As per the new regulations authorized at the end of the year by the president of the Russian Federation, the fund is topped up depending on certain oil and gas revenue levels. As a result, reserves can be topped up if the state treasury gets eight trillion rubles annually from the sale of these raw materials, as reminded by the Meduza portal.

The fund is replenished when Russian contract oil prices exceed $63 per barrel, whereas currently, Urals is priced at $62/b. As for gas, the budget grows when prices are greater than €24.2/MWh (current European cost is €27/MWh), as highlighted by Kamil Lipiński.

Market analyst Dr. Jakub Bogucki of e-Petrol emphasizes that it will become more difficult for Russia to sustain high revenues from the sale of hydrocarbons. This is due to the weakening demand from the two main consumers, China and India. On top of this, there are impending sanctions on gas and oil from the Western nations' coalition, he explains.

Even during the favorable economic trends last summer, when the ruble weakened and oil prices increased, the National Welfare Fund experienced no growth, but rather, the Kremlin dug deeper into its pockets, as pointed out by the Meduza portal.

Russia patches more holes

Russia has switched its economy to war mode, boosting related expenditures by 60% compared to 2021. Budget expenditures reached 32 trillion rubles, surpassing the legal standard by three trillion rubles, posing an issue with the budget deficit.

The government chose to dip into the fund's so-called liquid assets, namely currency and gold. Meduza indicates that half a billion euros, 115 billion yuan, and 232 tons of gold were sold at that time, resulting in 2.9 trillion rubles which were used to address the deficit.

The past two years of war saw the fund being significantly depleted. The grounded aviation industry, for instance, necessitated expenses from the fund. According to Meduza's calculations, 300 billion rubles were spent on purchasing leased Boeing and Airbus aircraft, new Russian MS-21 aircraft, manufacturing Tu-214, and even upgrading airport infrastructure, all at the expense of the National Welfare Fund.

Funds were also directed towards the sanctioned Aeroflot and Russian Railways. A total of $870 million was used for modernizing the St. Petersburg metro fleet, and another 50 billion bonds of Russian Highways for financing road construction.

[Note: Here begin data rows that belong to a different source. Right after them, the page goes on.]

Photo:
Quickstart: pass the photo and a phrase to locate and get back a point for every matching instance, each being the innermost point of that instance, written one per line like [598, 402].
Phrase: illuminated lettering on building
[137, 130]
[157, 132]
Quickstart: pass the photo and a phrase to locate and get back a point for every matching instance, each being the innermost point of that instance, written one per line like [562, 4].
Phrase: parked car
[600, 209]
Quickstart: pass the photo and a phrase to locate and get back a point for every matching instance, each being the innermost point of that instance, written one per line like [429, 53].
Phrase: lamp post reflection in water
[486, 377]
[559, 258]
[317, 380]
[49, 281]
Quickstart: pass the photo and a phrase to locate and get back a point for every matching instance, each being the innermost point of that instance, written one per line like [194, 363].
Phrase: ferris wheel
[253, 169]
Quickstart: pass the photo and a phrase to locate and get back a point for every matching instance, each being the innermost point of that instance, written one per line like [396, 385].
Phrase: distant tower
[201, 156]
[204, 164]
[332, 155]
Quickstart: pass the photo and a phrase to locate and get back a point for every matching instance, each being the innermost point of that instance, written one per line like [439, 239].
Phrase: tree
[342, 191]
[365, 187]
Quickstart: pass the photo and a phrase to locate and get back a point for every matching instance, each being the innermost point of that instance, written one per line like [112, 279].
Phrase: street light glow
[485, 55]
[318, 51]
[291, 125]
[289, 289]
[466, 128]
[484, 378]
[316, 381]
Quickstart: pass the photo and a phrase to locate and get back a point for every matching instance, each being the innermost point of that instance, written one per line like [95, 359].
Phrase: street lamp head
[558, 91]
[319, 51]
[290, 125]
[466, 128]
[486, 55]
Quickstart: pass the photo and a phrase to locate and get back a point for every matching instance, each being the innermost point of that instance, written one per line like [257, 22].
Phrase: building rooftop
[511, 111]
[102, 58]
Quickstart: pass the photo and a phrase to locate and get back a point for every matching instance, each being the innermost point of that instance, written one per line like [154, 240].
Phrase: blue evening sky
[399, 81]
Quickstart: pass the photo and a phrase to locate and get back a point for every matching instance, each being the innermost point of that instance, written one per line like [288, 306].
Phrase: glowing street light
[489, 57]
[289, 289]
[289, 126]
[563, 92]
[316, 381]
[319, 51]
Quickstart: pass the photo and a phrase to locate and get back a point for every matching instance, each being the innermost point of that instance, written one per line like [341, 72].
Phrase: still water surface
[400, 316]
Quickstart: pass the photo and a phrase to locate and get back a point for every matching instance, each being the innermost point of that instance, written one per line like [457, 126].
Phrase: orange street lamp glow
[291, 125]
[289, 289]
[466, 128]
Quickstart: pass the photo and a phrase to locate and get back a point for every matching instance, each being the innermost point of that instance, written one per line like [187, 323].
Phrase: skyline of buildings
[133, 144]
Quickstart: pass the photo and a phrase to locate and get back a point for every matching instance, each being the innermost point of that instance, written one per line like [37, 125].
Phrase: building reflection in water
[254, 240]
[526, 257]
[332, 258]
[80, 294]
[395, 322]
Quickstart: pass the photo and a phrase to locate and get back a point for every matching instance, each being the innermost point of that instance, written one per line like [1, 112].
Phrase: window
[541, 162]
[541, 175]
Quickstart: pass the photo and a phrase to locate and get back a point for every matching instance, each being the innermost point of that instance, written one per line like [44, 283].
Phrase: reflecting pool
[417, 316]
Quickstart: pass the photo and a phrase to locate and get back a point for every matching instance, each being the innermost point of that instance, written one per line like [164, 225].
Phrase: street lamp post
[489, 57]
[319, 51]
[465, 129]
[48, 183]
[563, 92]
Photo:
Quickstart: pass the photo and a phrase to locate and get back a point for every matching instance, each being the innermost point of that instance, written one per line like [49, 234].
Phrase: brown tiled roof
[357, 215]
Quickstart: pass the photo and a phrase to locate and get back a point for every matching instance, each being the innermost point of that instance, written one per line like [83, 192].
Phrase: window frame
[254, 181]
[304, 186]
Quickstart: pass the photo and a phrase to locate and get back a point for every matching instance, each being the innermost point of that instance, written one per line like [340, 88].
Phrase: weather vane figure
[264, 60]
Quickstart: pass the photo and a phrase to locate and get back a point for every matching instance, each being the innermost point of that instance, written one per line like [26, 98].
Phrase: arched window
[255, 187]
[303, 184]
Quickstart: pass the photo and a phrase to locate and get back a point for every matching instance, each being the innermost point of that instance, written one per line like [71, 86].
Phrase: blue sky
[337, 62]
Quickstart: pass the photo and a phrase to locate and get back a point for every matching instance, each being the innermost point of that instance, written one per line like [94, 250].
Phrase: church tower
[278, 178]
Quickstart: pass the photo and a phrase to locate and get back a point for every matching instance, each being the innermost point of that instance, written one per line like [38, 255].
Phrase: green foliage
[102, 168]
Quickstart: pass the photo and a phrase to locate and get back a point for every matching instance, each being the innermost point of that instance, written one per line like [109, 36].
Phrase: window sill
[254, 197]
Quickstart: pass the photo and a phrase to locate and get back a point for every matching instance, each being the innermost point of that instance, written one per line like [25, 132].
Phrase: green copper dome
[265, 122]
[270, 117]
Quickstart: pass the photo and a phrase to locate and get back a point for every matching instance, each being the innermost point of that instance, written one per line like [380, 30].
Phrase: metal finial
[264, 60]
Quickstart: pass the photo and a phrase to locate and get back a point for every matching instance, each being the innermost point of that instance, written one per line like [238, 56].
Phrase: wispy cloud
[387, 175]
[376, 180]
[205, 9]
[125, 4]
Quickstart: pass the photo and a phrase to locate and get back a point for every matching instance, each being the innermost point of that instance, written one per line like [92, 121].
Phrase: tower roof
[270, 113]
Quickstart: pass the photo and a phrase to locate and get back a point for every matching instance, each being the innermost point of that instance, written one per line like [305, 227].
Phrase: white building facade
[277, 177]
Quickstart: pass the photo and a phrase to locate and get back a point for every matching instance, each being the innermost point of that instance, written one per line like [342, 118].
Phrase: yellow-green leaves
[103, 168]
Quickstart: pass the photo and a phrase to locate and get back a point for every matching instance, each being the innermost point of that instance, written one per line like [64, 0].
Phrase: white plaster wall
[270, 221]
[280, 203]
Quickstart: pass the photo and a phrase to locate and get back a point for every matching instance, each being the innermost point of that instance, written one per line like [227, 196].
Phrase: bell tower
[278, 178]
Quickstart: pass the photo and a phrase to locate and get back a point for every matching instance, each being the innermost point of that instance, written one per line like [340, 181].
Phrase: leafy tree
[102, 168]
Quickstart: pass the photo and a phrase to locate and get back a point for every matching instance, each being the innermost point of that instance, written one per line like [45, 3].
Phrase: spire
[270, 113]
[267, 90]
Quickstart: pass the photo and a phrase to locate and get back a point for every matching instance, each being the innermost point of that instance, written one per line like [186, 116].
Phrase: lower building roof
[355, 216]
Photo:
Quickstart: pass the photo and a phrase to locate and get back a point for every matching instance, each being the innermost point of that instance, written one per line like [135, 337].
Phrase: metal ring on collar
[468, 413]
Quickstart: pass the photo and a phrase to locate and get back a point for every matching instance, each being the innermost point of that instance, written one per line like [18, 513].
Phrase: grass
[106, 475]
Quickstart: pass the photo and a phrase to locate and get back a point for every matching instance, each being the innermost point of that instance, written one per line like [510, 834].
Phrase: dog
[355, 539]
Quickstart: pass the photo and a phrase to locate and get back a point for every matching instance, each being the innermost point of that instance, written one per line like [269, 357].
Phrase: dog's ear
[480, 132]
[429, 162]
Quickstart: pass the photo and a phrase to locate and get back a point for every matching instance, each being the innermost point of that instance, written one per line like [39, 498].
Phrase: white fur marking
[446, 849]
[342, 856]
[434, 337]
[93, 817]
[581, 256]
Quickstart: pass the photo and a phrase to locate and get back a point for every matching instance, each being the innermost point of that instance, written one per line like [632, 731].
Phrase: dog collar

"The difficult situation in Russia has forced the Kremlin to plug more holes with whatever resources are available. The Russian fund was supposed to serve a similar purpose as the Norwegian Oljefondet - the oil fund. While the Norwegians invest oil profits for future generations, Russians use it to douse fires," Dr. Bogucki points out.

Money from the NWF was also used to save Otkritie Bank from VTB, which was bought out. Funds were also invested in companies listed on the Moscow Stock Exchange, shares of Sberbank, or the purchase of a controlling stake in the Central Bank (in 2020 - as indicated by the Meduza portal). Further to these expenditures, the Ministry of Finance plans to tap into the fund this year for an additional 1.3 billion rubles to cover the country's deficit.

Bloomberg reported in mid-January that the war in Ukraine has cost nearly half of Russia's liquid assets, and the dwindling of assets accumulated over years leaves the Russian nation vulnerable to shocks.

Meduza portal highlights that at the current rate of spending, the fund will maintain stability if a barrel of Russian oil keeps at a level of $73. However, the price of Russian benchmarks traded in Primorsk, including Urals oil, sits around $60-62 per barrel. This means the "oil and gas fund," meant to safeguard Russia's future, is under significant pressure, and any blow to Russian raw materials will hasten Russia's "dark hour."